Локхарт отправился в свою мастерскую и начал, не откладывая, трудиться над акустическим устройством для добычи угля.
Лето прошло мирно и спокойно, а Флоуз-Холл за это время вновь стал центром общественной жизни на Срединных Болотах. Мистер Балстрод и доктор Мэгрю продолжали приезжать сюда на обеды. Но стали появляться и мисс Дейнтри, и другие соседи, которых приглашала Джессика. В конце ноября, когда вдоль каменных пограничных стен легли глубокие сугробы снега, у Джессики родился сын.
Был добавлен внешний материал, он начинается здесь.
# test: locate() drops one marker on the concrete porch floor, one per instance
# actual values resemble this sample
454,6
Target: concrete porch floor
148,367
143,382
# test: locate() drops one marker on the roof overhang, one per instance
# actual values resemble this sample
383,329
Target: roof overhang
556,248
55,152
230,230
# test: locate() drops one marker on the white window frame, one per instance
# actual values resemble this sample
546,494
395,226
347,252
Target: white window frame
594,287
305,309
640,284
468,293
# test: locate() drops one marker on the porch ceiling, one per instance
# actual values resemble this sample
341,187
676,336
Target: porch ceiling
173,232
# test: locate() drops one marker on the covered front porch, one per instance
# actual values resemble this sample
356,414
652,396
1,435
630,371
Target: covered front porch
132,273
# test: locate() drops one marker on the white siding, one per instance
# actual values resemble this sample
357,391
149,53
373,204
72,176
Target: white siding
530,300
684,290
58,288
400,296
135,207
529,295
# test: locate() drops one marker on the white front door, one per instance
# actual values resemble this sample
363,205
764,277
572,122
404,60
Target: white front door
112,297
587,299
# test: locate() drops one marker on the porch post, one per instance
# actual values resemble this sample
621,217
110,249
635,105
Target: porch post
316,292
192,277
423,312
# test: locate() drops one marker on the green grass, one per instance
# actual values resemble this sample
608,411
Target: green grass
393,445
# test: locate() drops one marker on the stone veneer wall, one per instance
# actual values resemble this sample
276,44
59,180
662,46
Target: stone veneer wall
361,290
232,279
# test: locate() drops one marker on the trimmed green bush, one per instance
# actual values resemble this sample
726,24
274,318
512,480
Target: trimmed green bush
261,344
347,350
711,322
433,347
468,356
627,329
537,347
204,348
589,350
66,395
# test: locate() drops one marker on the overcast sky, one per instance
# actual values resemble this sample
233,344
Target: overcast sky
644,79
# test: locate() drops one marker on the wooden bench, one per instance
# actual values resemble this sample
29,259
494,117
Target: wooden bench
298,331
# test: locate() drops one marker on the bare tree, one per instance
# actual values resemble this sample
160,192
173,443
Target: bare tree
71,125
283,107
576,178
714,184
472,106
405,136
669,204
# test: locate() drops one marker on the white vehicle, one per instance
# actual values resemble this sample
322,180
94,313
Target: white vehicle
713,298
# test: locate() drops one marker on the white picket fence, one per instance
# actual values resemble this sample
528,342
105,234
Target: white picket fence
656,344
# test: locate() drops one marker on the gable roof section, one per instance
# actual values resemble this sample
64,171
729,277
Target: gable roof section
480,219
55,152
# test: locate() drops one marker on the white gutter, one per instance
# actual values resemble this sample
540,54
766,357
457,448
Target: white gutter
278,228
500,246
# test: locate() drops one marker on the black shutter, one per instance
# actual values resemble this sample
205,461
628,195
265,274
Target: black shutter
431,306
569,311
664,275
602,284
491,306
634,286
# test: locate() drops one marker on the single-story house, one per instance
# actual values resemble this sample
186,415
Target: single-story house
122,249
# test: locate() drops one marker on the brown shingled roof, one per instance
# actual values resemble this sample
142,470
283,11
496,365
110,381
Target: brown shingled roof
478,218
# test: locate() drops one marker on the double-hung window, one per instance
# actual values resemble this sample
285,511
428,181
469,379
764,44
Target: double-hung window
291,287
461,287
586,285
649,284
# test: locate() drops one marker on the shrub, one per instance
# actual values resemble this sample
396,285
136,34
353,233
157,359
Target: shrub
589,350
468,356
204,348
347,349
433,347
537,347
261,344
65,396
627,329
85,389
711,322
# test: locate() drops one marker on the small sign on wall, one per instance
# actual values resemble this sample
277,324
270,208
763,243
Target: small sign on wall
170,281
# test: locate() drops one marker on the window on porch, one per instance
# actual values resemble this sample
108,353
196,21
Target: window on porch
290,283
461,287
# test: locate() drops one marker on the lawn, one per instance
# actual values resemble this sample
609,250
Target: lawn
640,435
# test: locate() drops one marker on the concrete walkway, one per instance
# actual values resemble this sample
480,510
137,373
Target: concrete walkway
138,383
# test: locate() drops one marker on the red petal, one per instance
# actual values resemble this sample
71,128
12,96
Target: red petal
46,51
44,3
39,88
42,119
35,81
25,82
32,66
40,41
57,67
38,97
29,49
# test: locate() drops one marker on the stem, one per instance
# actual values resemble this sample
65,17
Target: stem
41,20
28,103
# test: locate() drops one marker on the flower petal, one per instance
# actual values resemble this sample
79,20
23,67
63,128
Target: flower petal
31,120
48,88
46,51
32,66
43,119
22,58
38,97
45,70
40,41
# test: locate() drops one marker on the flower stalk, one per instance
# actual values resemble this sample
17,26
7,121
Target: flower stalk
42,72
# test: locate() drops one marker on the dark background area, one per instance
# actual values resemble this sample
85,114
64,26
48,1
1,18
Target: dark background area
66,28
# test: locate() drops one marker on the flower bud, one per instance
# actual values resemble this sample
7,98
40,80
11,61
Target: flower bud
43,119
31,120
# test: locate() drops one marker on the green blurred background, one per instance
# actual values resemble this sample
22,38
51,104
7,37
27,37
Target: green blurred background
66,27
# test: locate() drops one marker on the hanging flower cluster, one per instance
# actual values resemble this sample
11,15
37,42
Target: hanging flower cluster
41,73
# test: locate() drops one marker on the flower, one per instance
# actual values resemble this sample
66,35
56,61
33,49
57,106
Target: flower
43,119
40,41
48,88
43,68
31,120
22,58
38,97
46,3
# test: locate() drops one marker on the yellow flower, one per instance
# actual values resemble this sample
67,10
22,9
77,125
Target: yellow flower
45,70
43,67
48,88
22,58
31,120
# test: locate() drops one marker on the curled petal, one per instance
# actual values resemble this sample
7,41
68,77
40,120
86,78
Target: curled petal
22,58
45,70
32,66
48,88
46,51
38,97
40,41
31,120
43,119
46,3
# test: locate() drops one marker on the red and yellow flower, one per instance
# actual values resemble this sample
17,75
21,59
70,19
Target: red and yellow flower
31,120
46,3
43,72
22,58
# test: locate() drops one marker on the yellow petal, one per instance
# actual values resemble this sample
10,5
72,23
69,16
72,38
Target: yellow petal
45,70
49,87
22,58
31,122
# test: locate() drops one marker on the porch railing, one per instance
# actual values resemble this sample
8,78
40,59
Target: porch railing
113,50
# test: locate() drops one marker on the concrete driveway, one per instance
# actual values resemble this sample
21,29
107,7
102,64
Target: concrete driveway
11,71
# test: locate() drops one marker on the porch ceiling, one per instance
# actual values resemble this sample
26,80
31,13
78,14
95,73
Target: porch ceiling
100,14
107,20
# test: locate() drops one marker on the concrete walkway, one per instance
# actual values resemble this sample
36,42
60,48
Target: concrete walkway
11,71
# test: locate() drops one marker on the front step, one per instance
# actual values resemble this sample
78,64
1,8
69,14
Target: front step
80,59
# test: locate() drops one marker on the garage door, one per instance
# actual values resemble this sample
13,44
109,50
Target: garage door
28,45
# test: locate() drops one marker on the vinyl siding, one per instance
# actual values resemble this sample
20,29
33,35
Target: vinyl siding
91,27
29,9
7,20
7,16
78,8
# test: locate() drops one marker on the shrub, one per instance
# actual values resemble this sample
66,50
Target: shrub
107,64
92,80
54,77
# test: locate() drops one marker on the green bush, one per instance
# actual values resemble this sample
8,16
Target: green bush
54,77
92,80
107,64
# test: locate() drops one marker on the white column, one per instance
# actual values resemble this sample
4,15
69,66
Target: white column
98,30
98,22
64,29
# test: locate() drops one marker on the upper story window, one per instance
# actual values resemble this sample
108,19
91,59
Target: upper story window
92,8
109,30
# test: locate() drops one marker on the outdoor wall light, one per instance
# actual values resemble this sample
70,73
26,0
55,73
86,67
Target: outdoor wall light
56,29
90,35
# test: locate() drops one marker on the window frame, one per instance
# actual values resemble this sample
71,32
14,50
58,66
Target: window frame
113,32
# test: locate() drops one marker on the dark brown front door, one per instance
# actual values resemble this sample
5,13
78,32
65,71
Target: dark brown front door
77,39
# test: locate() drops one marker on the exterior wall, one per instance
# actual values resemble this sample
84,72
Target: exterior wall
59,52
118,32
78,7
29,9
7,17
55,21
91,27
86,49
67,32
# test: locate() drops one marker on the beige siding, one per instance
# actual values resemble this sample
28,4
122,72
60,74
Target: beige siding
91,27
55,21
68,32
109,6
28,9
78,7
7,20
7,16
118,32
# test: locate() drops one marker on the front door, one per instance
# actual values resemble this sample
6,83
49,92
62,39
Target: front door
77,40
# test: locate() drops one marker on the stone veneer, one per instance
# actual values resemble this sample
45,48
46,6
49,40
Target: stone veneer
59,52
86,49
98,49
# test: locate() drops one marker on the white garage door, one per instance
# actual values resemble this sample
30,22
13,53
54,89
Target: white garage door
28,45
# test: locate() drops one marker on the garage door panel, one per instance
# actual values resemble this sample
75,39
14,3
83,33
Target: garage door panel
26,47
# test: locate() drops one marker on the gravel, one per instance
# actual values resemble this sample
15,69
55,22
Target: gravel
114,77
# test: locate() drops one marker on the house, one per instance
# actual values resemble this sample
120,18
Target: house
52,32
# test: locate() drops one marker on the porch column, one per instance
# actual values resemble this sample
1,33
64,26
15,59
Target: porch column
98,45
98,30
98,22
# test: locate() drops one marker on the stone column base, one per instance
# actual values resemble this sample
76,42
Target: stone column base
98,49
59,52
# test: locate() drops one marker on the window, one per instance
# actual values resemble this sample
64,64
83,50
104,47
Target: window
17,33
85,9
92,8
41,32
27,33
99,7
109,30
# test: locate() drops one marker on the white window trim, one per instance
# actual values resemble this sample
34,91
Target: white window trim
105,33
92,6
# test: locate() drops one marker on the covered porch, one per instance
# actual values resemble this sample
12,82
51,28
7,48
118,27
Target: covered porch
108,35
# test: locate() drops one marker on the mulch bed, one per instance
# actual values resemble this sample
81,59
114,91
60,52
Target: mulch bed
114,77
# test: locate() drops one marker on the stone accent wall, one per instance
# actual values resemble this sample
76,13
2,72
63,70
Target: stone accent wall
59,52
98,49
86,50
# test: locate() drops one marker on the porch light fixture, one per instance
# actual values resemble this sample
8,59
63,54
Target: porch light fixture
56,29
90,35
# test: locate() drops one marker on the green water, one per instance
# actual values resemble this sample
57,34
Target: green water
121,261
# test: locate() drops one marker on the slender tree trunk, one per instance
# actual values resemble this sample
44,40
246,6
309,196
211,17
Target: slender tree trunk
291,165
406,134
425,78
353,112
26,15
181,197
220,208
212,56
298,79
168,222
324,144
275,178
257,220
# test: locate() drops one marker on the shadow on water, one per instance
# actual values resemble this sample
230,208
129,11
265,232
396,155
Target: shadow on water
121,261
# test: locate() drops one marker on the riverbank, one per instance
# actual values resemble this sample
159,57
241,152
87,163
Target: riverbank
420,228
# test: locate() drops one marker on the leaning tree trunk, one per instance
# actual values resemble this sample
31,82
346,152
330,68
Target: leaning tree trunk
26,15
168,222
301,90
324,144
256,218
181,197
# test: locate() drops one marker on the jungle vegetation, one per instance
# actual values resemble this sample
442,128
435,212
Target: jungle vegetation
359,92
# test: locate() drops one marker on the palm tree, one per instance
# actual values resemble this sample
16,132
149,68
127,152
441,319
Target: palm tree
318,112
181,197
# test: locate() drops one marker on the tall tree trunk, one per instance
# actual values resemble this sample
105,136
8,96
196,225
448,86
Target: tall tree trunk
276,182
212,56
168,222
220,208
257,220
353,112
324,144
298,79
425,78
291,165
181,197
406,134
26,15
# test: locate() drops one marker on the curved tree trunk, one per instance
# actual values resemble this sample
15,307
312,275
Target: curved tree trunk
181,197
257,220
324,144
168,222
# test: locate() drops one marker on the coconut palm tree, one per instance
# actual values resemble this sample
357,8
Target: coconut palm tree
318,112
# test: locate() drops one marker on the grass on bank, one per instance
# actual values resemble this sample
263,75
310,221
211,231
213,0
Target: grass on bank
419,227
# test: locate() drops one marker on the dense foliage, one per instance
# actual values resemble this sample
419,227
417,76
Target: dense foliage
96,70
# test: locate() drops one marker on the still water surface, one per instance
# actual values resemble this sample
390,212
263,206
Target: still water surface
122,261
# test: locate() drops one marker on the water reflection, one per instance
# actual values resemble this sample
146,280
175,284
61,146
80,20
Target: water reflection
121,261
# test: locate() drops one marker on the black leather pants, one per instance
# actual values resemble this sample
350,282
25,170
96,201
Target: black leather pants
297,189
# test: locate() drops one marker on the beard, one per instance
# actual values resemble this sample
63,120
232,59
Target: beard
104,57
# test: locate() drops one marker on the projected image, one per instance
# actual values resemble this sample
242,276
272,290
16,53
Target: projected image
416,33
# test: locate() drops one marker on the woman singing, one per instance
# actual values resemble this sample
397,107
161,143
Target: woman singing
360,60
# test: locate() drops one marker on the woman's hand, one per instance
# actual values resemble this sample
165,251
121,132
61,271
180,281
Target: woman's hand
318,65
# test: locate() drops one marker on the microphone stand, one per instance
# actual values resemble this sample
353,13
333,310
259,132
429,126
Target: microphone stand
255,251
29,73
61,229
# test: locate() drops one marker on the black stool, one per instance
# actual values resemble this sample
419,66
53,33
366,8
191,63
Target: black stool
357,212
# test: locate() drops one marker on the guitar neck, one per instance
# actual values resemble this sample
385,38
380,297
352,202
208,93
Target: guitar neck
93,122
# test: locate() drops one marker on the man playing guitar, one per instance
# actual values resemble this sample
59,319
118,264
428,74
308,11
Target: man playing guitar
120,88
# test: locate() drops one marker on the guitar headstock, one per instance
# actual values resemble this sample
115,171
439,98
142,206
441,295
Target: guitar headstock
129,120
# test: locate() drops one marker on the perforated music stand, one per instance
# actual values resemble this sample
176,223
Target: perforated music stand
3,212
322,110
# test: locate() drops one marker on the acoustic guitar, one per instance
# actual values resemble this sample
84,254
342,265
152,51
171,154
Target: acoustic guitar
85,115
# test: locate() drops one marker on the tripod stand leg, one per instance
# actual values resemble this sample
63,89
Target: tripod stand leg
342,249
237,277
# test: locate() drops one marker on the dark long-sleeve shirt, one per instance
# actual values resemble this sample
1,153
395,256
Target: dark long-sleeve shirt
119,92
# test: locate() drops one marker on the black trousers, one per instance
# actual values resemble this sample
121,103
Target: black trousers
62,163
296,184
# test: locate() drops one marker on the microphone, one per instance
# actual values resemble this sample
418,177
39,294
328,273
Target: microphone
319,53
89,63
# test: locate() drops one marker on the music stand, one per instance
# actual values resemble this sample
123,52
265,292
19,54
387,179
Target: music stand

На улице завывал ветер, овцы в сложенной из камня овчарне старались как можно плотнее прижаться друг к другу. В доме же царили тепло и уют.
— Назовем его в честь деда, — сказал Локхарт, глядя, как Джессика возится с новорожденным.
— Но мы же не знаем, дорогой, кто был его дедом, — ответила она.
Локхарт промолчал: он действительно все еще не знал, кто был его отцом, и, предлагая назвать мальчика в честь деда, Локхарт имел в виду деда собственного.
— Отложим крещение до весны — тогда расчистятся дороги, и мы сможем всех созвать на церемонию.
Поэтому новорожденный Флоуз оставался до поры до времени безымянным и в бюрократическим смысле слова не существовал точно так же, как и его отец. Локхарт же все зимние месяцы проводил почти все время на «наблюдательном пункте Перкина», который стал фактически его кабинетом. Сидя в этом закутке, примостившемся под самым карнизом в угловой части высокой стены, окружавшей дом и внутренний двор, он мог через цветные стекла рассматривать миниатюрный сад, созданный Флоузом Способным. Здесь, за письменным столом, Локхарт писал стихи. Они тоже изменились, как и его жизнь в целом, — смягчились и подобрели. Однажды весенним утром, когда на безоблачном небе ярко сияло солнце, а за наружной стеной дул холодный ветер, не попадавший, однако, во внутренний сад, Локхарт устроился в своем укромном уголке и начал работать над песней, предназначавшейся его сыну.
Играй, резвись, мой голубок,
Пусть жизнь твоя будет полна.
Тебе завещать я, однако, смогу
Лишь деньги.
Как грустно признать!
Отца своего отыскать не смогу,
Он имени мне не оставил.
Но чувствую я, на кого я похож,
И знаю, что я его знаю.
Из Рима пришли легионы сюда,
А кто-то попал с Пиренеев.
Дороги и судьбы их в прошлом давно,
А мы живем собственным делом.
У нас чувства дома теперь не отнять,
Хоть в прошлом чудна наша жизнь.
Носи ж имя Флоуз и не мучься, сынок,
О давних делах не тужи.
Флоузы иль Фаасы мы — кто поймет,
Но мы — настоящий народ.
Готов я в том Богом поклясться, сынок,
И этой балладой.
Твой Додд.
Внизу, в прогретом лучами солнца и залитом светом уголке миниатюрного сада, возле детской коляски, в которой лежал Эдвин Тиндейл Флоуз, сидел мистер Додд, счастливый, как не ведающая волнений и тревог птица, дул в свою волынку и что-то напевал, а его внук лежал в коляске и довольно пыхтел, изо всех сил радуясь жизни.